IMHO the main thing that determines this trend is whether the results are
good enough. For the most part, there's only some overlap between the people who work on better results and people who work on more efficient results, those research directions are driven by different needs and thus also tend to happen in different institutions.
As long as our proof of concept solutions don't yet solve the task appropriately, as long as the solution is weak and/or brittle and worse than what we need for the main partical applications, most of the research focus - and the research progress - will be on models that try and give better results. It makes sense to disregarding the compute cost and other impractical inconveniences when working on pushing the bleeding edge, trying to make the previously impossible things possible
However, when tasks are "solved" from the academic proof-of-concept perspective, then generally the practical, applied work on model efficiency can get huge reductions in computing power required.
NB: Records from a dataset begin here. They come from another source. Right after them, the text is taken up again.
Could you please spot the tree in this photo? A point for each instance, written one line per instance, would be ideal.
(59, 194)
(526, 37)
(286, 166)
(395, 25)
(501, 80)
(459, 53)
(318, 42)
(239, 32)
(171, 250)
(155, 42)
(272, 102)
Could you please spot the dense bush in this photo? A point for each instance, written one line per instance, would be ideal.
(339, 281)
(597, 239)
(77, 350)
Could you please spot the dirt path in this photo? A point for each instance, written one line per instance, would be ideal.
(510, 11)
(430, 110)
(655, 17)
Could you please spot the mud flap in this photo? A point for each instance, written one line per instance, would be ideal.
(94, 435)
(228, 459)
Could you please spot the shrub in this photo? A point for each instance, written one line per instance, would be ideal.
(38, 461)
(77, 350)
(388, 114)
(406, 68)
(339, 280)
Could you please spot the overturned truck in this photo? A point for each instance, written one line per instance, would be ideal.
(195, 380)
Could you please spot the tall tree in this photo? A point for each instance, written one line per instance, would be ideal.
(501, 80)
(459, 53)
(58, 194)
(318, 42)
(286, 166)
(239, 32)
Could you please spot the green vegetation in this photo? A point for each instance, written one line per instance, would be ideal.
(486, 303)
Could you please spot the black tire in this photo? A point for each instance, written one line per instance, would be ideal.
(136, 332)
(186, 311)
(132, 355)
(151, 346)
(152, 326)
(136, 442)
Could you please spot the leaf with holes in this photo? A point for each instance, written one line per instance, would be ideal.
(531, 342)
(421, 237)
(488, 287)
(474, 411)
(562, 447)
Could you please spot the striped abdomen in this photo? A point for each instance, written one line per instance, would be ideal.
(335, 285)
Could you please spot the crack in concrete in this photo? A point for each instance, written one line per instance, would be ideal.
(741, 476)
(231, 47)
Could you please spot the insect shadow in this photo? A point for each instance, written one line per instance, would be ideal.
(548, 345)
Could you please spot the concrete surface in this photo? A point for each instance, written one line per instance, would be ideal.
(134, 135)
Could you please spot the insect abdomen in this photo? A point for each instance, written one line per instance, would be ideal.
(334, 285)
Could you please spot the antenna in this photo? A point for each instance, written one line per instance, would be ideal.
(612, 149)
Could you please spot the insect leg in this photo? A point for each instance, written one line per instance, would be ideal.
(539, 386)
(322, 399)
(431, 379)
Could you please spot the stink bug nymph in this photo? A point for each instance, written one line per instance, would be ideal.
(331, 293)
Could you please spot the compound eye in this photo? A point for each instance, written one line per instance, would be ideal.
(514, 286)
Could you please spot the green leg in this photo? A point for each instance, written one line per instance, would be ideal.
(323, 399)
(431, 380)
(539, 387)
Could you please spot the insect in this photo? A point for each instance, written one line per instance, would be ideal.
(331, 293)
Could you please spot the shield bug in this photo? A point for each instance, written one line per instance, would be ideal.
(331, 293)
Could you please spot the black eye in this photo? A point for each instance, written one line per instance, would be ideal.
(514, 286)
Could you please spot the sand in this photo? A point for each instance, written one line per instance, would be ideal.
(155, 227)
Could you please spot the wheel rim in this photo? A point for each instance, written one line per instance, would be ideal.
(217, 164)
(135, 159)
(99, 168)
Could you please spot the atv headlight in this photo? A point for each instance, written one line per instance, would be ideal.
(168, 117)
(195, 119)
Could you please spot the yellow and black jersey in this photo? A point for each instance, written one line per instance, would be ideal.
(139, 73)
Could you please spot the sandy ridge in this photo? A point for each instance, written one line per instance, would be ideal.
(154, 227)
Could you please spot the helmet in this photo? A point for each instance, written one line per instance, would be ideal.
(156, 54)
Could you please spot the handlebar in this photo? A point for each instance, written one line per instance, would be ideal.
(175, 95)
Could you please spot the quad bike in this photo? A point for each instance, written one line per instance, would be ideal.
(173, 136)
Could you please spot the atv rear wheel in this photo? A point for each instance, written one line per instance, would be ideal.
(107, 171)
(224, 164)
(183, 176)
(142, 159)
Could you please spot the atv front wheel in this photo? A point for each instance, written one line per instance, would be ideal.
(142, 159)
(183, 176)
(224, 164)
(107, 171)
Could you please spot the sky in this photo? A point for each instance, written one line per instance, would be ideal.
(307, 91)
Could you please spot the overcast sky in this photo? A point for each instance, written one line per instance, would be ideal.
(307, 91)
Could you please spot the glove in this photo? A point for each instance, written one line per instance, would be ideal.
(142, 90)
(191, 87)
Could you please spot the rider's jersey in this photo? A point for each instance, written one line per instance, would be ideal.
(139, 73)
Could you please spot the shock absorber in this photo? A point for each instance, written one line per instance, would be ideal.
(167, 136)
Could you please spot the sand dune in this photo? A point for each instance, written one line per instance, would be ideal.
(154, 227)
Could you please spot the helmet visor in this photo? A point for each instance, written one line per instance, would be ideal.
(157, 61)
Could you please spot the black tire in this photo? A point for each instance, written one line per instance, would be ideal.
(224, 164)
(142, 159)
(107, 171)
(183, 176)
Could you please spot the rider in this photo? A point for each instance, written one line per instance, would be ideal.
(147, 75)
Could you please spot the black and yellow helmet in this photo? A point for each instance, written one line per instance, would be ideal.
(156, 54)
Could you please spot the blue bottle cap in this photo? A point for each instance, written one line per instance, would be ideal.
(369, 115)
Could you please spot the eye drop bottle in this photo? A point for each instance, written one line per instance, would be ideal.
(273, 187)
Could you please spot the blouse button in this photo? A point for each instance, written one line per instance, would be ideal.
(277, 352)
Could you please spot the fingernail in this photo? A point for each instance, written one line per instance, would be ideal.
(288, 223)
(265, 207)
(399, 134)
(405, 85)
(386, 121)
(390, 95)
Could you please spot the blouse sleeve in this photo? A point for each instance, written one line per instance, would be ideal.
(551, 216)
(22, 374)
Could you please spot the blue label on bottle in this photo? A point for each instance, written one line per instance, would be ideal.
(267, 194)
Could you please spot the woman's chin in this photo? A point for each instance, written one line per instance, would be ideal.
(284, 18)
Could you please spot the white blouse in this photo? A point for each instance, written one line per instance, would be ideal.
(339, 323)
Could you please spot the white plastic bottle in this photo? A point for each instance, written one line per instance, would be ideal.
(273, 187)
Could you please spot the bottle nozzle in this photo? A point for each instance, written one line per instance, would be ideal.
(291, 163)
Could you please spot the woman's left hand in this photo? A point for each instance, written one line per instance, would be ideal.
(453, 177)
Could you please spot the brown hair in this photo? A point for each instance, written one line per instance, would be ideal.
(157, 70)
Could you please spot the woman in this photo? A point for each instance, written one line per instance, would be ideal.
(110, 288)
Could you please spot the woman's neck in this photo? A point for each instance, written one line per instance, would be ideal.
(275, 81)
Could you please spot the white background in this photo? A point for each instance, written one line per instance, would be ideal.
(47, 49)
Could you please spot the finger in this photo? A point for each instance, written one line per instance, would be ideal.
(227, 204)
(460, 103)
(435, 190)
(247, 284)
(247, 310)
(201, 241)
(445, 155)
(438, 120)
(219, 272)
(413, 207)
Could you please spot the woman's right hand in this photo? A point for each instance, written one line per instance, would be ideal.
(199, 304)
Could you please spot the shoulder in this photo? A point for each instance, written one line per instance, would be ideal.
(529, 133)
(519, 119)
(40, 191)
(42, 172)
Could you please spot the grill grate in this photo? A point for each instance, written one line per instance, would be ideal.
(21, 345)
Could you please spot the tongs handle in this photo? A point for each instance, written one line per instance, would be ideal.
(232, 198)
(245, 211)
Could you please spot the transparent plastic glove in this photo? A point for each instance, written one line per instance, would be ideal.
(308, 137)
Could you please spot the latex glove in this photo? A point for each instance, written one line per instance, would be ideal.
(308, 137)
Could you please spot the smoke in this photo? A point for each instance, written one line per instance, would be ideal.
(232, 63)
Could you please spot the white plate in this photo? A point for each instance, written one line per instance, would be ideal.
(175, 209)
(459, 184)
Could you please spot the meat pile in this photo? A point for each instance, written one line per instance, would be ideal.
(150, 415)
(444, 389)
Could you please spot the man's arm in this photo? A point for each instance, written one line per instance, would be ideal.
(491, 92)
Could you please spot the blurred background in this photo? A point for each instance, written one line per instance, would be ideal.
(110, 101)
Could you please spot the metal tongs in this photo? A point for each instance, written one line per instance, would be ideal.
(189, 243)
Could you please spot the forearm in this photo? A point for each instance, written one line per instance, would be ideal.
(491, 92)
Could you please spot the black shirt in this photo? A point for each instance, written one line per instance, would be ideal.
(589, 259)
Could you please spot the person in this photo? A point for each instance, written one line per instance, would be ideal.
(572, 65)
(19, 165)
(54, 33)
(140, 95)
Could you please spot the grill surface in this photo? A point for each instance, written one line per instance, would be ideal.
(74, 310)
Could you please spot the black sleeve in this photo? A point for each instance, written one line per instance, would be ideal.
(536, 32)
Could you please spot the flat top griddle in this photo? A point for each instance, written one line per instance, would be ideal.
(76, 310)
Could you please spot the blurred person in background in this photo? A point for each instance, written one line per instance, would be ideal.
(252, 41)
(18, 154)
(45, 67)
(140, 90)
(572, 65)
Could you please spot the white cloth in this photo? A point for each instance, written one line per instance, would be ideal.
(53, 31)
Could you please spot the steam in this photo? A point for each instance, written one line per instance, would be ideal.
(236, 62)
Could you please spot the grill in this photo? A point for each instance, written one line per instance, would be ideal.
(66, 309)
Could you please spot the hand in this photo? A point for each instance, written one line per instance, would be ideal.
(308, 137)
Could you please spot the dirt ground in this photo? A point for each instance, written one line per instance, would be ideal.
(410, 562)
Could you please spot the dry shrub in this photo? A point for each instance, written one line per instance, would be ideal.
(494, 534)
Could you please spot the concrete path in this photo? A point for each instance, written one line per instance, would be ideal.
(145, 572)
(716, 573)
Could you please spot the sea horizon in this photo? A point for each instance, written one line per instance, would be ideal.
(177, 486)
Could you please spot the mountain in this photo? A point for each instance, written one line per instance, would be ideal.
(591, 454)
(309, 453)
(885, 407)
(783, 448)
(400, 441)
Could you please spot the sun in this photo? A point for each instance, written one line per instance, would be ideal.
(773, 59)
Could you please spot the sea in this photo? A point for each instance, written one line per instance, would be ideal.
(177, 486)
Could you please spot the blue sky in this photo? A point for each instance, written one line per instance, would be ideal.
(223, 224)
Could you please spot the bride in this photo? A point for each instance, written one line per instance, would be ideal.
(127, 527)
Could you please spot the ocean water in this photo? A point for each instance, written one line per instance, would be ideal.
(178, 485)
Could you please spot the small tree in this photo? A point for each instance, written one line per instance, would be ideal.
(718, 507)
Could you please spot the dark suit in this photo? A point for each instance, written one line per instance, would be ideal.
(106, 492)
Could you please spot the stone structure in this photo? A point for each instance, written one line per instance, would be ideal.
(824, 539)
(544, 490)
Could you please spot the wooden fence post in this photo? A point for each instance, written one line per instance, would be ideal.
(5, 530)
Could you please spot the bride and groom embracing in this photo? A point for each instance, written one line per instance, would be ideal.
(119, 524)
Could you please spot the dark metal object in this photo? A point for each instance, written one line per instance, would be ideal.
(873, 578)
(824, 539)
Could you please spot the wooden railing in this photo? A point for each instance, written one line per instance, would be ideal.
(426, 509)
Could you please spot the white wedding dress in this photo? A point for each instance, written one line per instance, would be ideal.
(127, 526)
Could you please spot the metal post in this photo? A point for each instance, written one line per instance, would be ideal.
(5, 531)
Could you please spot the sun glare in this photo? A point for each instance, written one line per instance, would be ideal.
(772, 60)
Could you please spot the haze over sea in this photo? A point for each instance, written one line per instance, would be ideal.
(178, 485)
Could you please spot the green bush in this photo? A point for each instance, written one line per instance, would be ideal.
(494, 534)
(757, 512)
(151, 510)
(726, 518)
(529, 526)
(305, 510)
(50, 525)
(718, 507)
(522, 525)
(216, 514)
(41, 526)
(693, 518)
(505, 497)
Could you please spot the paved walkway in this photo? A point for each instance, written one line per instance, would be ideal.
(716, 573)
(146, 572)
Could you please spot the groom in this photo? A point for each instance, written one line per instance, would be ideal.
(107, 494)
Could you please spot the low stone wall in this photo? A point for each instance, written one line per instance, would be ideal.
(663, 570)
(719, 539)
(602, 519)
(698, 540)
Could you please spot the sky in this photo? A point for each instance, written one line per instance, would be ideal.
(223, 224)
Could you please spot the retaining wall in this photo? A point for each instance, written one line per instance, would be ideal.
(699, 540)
But that happens elsewhere.
The concept of technology readiness level (https://en.wikipedia.org/wiki/Technology_readiness_level) is relevant. For the NLP and CV technologies that are in TRL 3 or 4, the efficiency does not really matter as long as it fits in whatever computing clusters you can afford; this is mainly an issue for the widespread adoption of some tech in industry by the time the same tech is in TRL 6 or so, and this work mostly gets done by different people in different organizations with different funding sources than the initial TRL 3 research.